Leaving aside Kyaru's tail nearly tying itself in a knot over the philosophical question of whether male mages existed — Jhin and the others had swept the area around the explosion and found not a single trace of any monster.

"Did they go down fighting and take each other out?"

Jhin was muttering quietly to himself when Kokkoro waved at him urgently. "Master! The Wind Spirit is telling me there's a person collapsed on the cliff over there!"

"A person!?"

No way. I only borrowed a move. There's no way it actually backfired on me already.

Jhin complained internally as he followed Kokkoro toward a jagged outcropping of cliff that jutted improbably above the forest floor, conspicuous against the treeline.

"Master, Pecorine — look, right there."

The two of them looked in the direction Kokkoro was pointing. Sure enough, there was someone there: everything above their shoulders hidden beneath an enormous witch's hat, everything below concealed by a black, gold-trimmed cape — and sticking out at the cliff's edge, a pair of orange boots, their wearer lying utterly motionless.

"This one's... a girl, right?"

From the silhouette visible beneath the cape, they did appear to be a petite, feminine figure — but Jhin was keenly aware that the world contained a terrifying category of existence known as the bishōnen, and increasingly these days, the trap. He was not about to assume.

Faced with Pecorine's amused, expectant gaze, Jhin had no choice but to go check himself.

He walked over to the mage of as-yet-undetermined gender, picked up a twig from the ground, and prodded the big witch's hat with it. "Excuse me — are you a boy or a girl?"

"Why," came a low, muffled voice from beneath the hat, its clear and musical tone suggesting at least the sound of a girl, "would anyone respond to a lady who has fallen to the ground by poking at her hat with something resembling a stick?"
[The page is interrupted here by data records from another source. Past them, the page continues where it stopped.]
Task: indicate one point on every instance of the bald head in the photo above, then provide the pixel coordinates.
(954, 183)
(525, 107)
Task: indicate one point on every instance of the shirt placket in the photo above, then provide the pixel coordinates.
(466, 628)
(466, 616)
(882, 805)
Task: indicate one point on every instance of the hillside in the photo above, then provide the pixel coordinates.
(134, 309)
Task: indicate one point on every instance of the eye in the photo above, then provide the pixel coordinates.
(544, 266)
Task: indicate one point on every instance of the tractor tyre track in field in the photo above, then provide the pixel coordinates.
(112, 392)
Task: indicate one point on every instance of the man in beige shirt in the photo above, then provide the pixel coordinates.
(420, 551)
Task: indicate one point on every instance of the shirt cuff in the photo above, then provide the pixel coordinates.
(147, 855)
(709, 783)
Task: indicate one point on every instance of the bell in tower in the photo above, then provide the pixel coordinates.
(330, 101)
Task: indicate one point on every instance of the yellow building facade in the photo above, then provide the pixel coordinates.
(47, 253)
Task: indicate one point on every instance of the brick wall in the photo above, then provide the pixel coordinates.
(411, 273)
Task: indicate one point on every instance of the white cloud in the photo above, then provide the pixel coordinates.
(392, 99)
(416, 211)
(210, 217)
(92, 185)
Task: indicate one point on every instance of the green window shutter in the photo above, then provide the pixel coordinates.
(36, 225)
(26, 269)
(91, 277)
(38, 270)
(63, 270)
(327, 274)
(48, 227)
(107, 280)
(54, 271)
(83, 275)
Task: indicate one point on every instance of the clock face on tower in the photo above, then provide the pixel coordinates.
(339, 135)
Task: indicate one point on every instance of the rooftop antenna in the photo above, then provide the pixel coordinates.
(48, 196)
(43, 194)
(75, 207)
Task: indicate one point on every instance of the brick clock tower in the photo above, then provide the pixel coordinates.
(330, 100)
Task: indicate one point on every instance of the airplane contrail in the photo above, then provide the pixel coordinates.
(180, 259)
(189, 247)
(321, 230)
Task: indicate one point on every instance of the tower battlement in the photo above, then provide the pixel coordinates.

But Jhin was not about to so easily admit he'd jinxed it. He stopped poking the hat — and with no intention whatsoever of helping the person up, instead produced a model gun and pressed it against the small of their back. "Name. Boy or girl. Where are you from, where are you going, where do you live, and what do you do?"

The girl couldn't hold back any longer. "Are you out of your mind!?"